On July 30, RFP-IT was officially introduced. (Full text of the bill, via Rep. Eshoo’s office): “The Reforming Federal Procurement of Information Technology (RFP-IT) Act, introduced by Rep. Anna G. Eshoo (D-Calif.), Ranking Member of the Communications and Technology Subcommittee, Rep. Gerry Connolly (D-Va.), Ranking Member of the Oversight and Government Reform Subcommittee, Rep. Richard Hanna (R-N.Y.), Chairman of the Small Business Subcommittee on Contracting and Workforce, and Rep. Eric Swalwell (D-Calif.), Ranking Member of the Committee on Science, Space and Technology’s Energy Subcommittee, and Rep. Suzan DelBene (D-Wash.)”

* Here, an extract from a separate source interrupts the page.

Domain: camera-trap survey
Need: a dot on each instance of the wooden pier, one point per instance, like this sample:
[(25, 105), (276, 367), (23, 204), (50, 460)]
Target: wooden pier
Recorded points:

Bipartisan federal IT reform bill (#RFPIT) officially introduced: http://t.co/hY5pGFFQGC Context: http://t.co/UfkNbFwQCI
— Alex Howard (@digiphile) July 30, 2014
Here’s the quick summary of revised RFP-IT Act:
1) It would officially establish a Digital Government Office within the White House Office of Management and Budget (OMB), with the U.S. CIO at its head as a Senate-confirmed presidential appointee, reporting to the head of the OMB, shifting from “electronic government” to “digital government.”
2) It would codify the Presidential Innovation Fellows program.

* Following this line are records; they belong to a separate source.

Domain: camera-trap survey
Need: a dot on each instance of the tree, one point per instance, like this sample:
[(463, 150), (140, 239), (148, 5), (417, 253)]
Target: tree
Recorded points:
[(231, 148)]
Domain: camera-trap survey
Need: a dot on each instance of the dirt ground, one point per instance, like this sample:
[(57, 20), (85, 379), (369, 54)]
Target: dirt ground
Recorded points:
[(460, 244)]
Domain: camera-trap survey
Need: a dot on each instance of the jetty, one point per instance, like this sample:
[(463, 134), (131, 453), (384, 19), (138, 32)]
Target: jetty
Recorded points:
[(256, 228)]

3) It would expand competition for federal IT contracting under a simplified process that would ease the regulatory and compliance burden upon smaller companies bidding, bumping the threshold for information tech projects up to $500,000.
4) Establish a digital service pilot program
5) Direct the General Services Administrator to conduct an in-depth analysis of IT Schedule 70.

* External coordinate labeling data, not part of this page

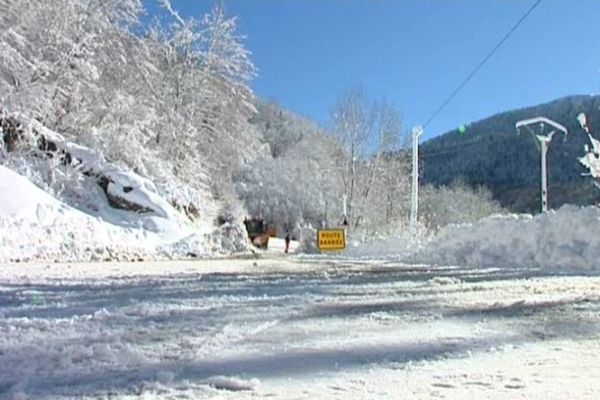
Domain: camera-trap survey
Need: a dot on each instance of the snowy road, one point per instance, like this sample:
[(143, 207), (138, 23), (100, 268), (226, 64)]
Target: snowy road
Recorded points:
[(302, 329)]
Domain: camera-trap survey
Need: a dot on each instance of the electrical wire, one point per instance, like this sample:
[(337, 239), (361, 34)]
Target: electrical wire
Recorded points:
[(482, 63)]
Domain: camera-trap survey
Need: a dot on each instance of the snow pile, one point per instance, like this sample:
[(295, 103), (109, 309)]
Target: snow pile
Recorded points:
[(398, 246), (565, 240), (36, 226)]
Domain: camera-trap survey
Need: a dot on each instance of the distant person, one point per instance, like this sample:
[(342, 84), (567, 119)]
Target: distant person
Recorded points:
[(287, 243)]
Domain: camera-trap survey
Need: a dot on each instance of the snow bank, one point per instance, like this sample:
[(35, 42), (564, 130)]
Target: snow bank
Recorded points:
[(36, 226), (566, 240)]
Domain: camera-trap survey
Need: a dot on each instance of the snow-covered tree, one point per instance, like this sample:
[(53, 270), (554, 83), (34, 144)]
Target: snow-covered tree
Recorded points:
[(591, 159), (371, 168)]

6) Direct the Comptroller General of the United States to produce three reports to Congress within 2 years of the law passing, on 1) the effectiveness of the 18F program of the General Services Administration, 2) IT Schedule 70, and 3) “challenges and barriers to entry for small business technology firms.”
Its not going to work or help. DGO will just become another nattering bureaucracy complaining or yelling at other agencies (no one likes a Nanny). Each Agency is its own thing that answers directly to the Pres. and will not answer to some dashed line off to the side. Further DGO can fail only once, if they took a project away and failed – credibility gone. I could go on, but this won’t help anything. There is no IT SWAT team that can save IT project: only the people responsible for them must do it and be held accountable.
You are no doubt aware of the parallel to the UK Government Digital Services team, which looks like something of a model for this DGO. GDS is changing how services are bought, built and maintained. In other words, this approach seems to be working there. Why wouldn’t it work in the U.S. system of government?
size: the UK is about the size of California & their government Agencies are simply smaller and more self contained. If you look at the sheer volume of US Fed Spend and people involved in the bureaucracy it dwarfs the UK. Yes the UK has done some interesting stuff, but it should be compared to a large US state. Also UK offices have a different funding, org and control model where they can put one group in charge of xyz, cabinet offices are designed to be their own whole silo or ship.
“This approach seems to be working” – I live in the UK and haven’t noticed any improvement e.g. see http://www.theguardian.com/politics/2013/dec/09/universal-credit-it-writeoff-iain-duncan-smith for example. Key problem is political class think they can buy solutions to their woes by throwing money at them. Instead they should find out how to approach the issues by experiment and using cheaper alternatives (i.e. the lean approach). Of course, experiment and rational thinking might challenge ideology and we can’t have that, can we?
This could be done with far less cost if the approach was iterative and experimental, with careful rollout and testing. But that would require them to spend less on looking like their doing something, and more on finding out the facts.